Em setembro do ano passado, por exemplo, a Polícia Federal prendeu 20 pessoas em nove estados e no Distrito Federal acusadas de terem desviado R$ 50 milhões por meio do aliciamento de gestores de fundos previdenciários e administradores estaduais e municipais. Em abril deste ano, nova operação resultou na prisão de mais sete pessoas flagradas em atividade semelhante.
 
Exigências

A criação dos regimes próprios de previdência foi estabelecida pela Constituição Federal de 1988. A partir do Decreto nº 3.788, de 2001, ficou definido que a Secretaria de Políticas de Previdência Social acompanharia a situação dos fundos e ficaria encarregada de emitir o Certificado de Regularidade Previdenciária (CRP) — documento que atesta boas práticas de gestão.

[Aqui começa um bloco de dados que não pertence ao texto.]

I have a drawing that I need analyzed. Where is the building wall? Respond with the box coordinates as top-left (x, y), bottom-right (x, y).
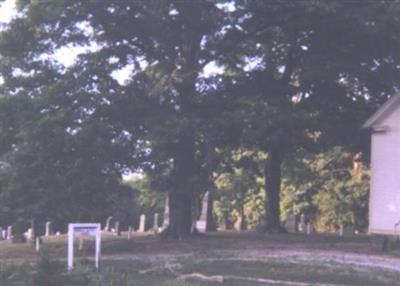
top-left (370, 107), bottom-right (400, 235)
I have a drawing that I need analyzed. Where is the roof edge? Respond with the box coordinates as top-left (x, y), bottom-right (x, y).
top-left (363, 93), bottom-right (400, 128)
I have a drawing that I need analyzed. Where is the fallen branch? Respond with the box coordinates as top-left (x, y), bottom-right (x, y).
top-left (139, 261), bottom-right (349, 286)
top-left (177, 273), bottom-right (224, 283)
top-left (178, 272), bottom-right (349, 286)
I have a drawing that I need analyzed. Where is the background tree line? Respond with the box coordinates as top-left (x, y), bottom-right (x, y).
top-left (0, 0), bottom-right (398, 238)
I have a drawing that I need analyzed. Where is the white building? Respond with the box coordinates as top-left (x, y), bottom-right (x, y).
top-left (364, 95), bottom-right (400, 235)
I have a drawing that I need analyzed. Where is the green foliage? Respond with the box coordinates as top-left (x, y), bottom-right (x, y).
top-left (282, 147), bottom-right (369, 231)
top-left (214, 150), bottom-right (265, 229)
top-left (121, 174), bottom-right (165, 229)
top-left (0, 0), bottom-right (398, 233)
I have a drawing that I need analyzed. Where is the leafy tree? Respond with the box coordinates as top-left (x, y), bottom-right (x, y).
top-left (282, 147), bottom-right (369, 231)
top-left (0, 0), bottom-right (230, 238)
top-left (218, 0), bottom-right (400, 231)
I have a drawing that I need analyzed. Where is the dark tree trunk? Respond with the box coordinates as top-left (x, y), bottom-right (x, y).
top-left (206, 191), bottom-right (216, 231)
top-left (161, 129), bottom-right (197, 239)
top-left (165, 191), bottom-right (193, 239)
top-left (263, 145), bottom-right (286, 232)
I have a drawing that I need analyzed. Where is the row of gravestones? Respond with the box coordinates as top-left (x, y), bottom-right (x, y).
top-left (103, 212), bottom-right (167, 236)
top-left (285, 214), bottom-right (355, 236)
top-left (0, 221), bottom-right (54, 242)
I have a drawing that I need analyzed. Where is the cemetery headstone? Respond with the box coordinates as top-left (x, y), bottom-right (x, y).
top-left (114, 221), bottom-right (121, 236)
top-left (196, 191), bottom-right (209, 233)
top-left (35, 237), bottom-right (41, 252)
top-left (2, 230), bottom-right (6, 240)
top-left (298, 213), bottom-right (306, 233)
top-left (45, 221), bottom-right (52, 236)
top-left (153, 213), bottom-right (159, 233)
top-left (139, 214), bottom-right (146, 232)
top-left (104, 216), bottom-right (113, 232)
top-left (7, 225), bottom-right (12, 240)
top-left (162, 196), bottom-right (170, 229)
top-left (26, 228), bottom-right (34, 242)
top-left (285, 214), bottom-right (297, 233)
top-left (28, 219), bottom-right (35, 243)
top-left (0, 227), bottom-right (3, 240)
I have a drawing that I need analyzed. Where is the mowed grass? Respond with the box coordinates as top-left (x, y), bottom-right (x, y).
top-left (0, 231), bottom-right (400, 285)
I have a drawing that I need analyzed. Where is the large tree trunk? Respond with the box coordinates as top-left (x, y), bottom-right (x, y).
top-left (161, 130), bottom-right (197, 239)
top-left (166, 191), bottom-right (193, 239)
top-left (206, 190), bottom-right (216, 231)
top-left (263, 145), bottom-right (286, 232)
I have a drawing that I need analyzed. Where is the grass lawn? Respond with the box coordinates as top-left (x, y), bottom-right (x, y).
top-left (0, 231), bottom-right (399, 285)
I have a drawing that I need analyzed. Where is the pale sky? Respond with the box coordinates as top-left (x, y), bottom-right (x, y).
top-left (0, 0), bottom-right (224, 83)
top-left (0, 0), bottom-right (16, 24)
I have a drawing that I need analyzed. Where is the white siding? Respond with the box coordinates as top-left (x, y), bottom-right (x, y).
top-left (370, 106), bottom-right (400, 235)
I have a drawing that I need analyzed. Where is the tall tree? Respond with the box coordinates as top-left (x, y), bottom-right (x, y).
top-left (219, 0), bottom-right (400, 231)
top-left (0, 0), bottom-right (229, 238)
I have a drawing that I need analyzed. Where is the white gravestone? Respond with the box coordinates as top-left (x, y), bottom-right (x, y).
top-left (139, 214), bottom-right (146, 232)
top-left (35, 237), bottom-right (40, 252)
top-left (6, 226), bottom-right (12, 240)
top-left (162, 195), bottom-right (170, 230)
top-left (298, 214), bottom-right (306, 233)
top-left (45, 222), bottom-right (52, 236)
top-left (104, 216), bottom-right (112, 232)
top-left (114, 221), bottom-right (120, 236)
top-left (153, 213), bottom-right (159, 232)
top-left (68, 223), bottom-right (101, 271)
top-left (196, 191), bottom-right (209, 233)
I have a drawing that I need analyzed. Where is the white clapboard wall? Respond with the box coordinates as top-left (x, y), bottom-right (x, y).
top-left (369, 100), bottom-right (400, 235)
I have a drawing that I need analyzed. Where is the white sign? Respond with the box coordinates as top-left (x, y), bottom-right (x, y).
top-left (68, 223), bottom-right (101, 271)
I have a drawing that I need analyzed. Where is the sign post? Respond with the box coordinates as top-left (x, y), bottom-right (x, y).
top-left (68, 223), bottom-right (101, 271)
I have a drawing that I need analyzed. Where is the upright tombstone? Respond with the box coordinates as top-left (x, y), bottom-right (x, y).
top-left (6, 225), bottom-right (12, 240)
top-left (298, 214), bottom-right (306, 233)
top-left (45, 221), bottom-right (52, 237)
top-left (104, 216), bottom-right (112, 232)
top-left (114, 221), bottom-right (121, 236)
top-left (162, 195), bottom-right (170, 229)
top-left (26, 228), bottom-right (34, 242)
top-left (29, 219), bottom-right (35, 243)
top-left (35, 237), bottom-right (41, 252)
top-left (2, 230), bottom-right (6, 240)
top-left (139, 214), bottom-right (146, 232)
top-left (196, 191), bottom-right (209, 233)
top-left (153, 213), bottom-right (159, 232)
top-left (0, 227), bottom-right (3, 240)
top-left (285, 214), bottom-right (297, 233)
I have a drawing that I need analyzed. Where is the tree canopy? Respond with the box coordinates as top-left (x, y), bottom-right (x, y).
top-left (0, 0), bottom-right (398, 238)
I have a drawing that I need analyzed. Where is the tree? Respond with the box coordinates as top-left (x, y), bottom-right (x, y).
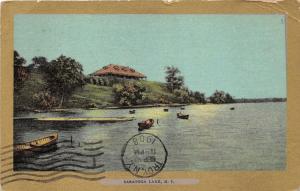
top-left (210, 90), bottom-right (226, 104)
top-left (14, 50), bottom-right (28, 92)
top-left (28, 56), bottom-right (49, 72)
top-left (43, 55), bottom-right (85, 107)
top-left (194, 91), bottom-right (206, 104)
top-left (84, 76), bottom-right (90, 83)
top-left (165, 66), bottom-right (184, 93)
top-left (210, 90), bottom-right (235, 104)
top-left (174, 89), bottom-right (190, 104)
top-left (32, 91), bottom-right (57, 110)
top-left (225, 93), bottom-right (235, 103)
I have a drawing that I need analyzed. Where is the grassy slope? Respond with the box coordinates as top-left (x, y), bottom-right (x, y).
top-left (141, 80), bottom-right (176, 103)
top-left (15, 72), bottom-right (175, 109)
top-left (66, 84), bottom-right (115, 108)
top-left (66, 80), bottom-right (175, 108)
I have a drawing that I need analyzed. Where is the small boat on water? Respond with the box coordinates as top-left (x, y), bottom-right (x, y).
top-left (177, 113), bottom-right (189, 119)
top-left (230, 107), bottom-right (235, 110)
top-left (163, 108), bottom-right (169, 112)
top-left (14, 133), bottom-right (58, 155)
top-left (180, 107), bottom-right (185, 110)
top-left (129, 110), bottom-right (136, 114)
top-left (138, 119), bottom-right (154, 131)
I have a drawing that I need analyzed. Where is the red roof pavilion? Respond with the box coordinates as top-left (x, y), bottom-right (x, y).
top-left (93, 64), bottom-right (146, 79)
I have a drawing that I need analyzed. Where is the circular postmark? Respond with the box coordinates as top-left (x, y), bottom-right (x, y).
top-left (121, 133), bottom-right (168, 178)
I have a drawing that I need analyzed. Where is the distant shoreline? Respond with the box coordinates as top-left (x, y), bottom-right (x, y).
top-left (234, 98), bottom-right (287, 103)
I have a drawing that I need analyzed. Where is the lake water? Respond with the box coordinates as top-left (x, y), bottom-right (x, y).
top-left (13, 102), bottom-right (286, 171)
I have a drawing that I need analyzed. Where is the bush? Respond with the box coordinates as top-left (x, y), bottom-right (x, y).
top-left (86, 103), bottom-right (98, 108)
top-left (86, 76), bottom-right (114, 87)
top-left (98, 78), bottom-right (104, 86)
top-left (103, 77), bottom-right (111, 86)
top-left (32, 91), bottom-right (57, 109)
top-left (113, 82), bottom-right (146, 106)
top-left (174, 89), bottom-right (190, 104)
top-left (194, 91), bottom-right (206, 104)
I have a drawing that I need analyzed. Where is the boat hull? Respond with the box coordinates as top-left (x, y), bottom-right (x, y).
top-left (15, 144), bottom-right (58, 157)
top-left (138, 119), bottom-right (154, 131)
top-left (14, 133), bottom-right (58, 155)
top-left (177, 113), bottom-right (189, 119)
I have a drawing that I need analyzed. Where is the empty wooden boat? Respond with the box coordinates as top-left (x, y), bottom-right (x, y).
top-left (138, 119), bottom-right (154, 131)
top-left (177, 113), bottom-right (189, 119)
top-left (14, 133), bottom-right (58, 154)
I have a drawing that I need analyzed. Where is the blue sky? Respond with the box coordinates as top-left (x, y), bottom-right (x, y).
top-left (14, 14), bottom-right (286, 98)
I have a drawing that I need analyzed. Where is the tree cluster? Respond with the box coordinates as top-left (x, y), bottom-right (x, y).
top-left (165, 66), bottom-right (207, 104)
top-left (164, 65), bottom-right (235, 104)
top-left (14, 51), bottom-right (85, 109)
top-left (209, 90), bottom-right (235, 104)
top-left (41, 55), bottom-right (85, 107)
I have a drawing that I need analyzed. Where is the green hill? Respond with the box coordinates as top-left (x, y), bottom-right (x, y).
top-left (65, 84), bottom-right (115, 108)
top-left (140, 80), bottom-right (176, 103)
top-left (65, 80), bottom-right (176, 108)
top-left (14, 71), bottom-right (177, 110)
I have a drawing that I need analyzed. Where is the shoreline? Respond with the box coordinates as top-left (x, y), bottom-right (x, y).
top-left (104, 103), bottom-right (187, 109)
top-left (14, 101), bottom-right (286, 113)
top-left (14, 116), bottom-right (135, 123)
top-left (15, 103), bottom-right (188, 113)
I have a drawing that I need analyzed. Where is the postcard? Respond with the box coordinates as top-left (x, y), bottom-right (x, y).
top-left (1, 1), bottom-right (300, 191)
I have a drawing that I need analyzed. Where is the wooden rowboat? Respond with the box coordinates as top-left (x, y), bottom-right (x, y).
top-left (163, 108), bottom-right (169, 112)
top-left (177, 113), bottom-right (189, 119)
top-left (14, 133), bottom-right (58, 154)
top-left (138, 119), bottom-right (154, 131)
top-left (129, 110), bottom-right (136, 114)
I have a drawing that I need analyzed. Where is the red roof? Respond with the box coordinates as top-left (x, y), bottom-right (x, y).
top-left (93, 64), bottom-right (146, 78)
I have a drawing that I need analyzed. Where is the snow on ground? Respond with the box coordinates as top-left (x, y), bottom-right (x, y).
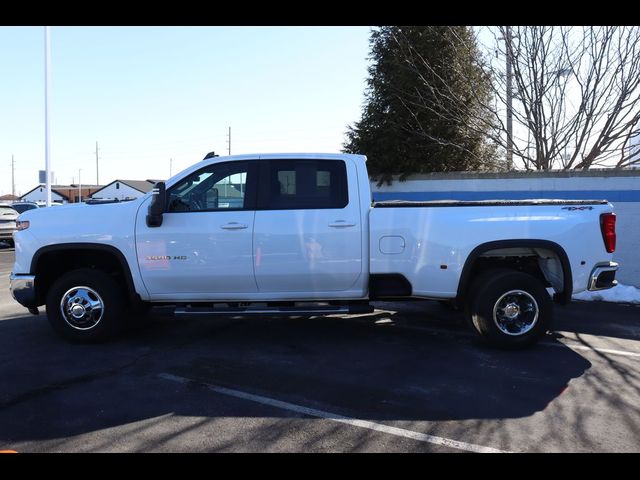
top-left (573, 283), bottom-right (640, 304)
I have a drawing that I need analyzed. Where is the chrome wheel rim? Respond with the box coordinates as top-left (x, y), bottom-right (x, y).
top-left (60, 286), bottom-right (105, 330)
top-left (492, 289), bottom-right (538, 336)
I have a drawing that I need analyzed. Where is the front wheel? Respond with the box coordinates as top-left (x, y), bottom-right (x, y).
top-left (466, 269), bottom-right (552, 349)
top-left (46, 268), bottom-right (125, 342)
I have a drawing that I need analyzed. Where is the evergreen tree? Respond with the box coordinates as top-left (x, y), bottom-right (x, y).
top-left (345, 26), bottom-right (500, 185)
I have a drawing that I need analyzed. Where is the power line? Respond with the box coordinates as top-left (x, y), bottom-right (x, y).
top-left (98, 135), bottom-right (229, 154)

Para receber o documento, o estado precisar cumprir uma série de exigências. Entre elas, observar as normas do Conselho Monetário Nacional (CMN) para investimentos, atender auditores fiscais e enviar na data correta o demonstrativo da política de aplicações. Sem o CRP, o estado fica impedido de receber transferências voluntárias de recursos da União, celebrar contratos com órgãos do Executivo e tomar empréstimos nos bancos públicos federais.

Procurado para comentar a situação dos fundos, o Ministério da Previdência Social se negou a prestar esclarecimentos. Um técnico comentou que o Executivo teme que os gastos com aposentadoria de servidores inflem ainda mais as despesas públicas.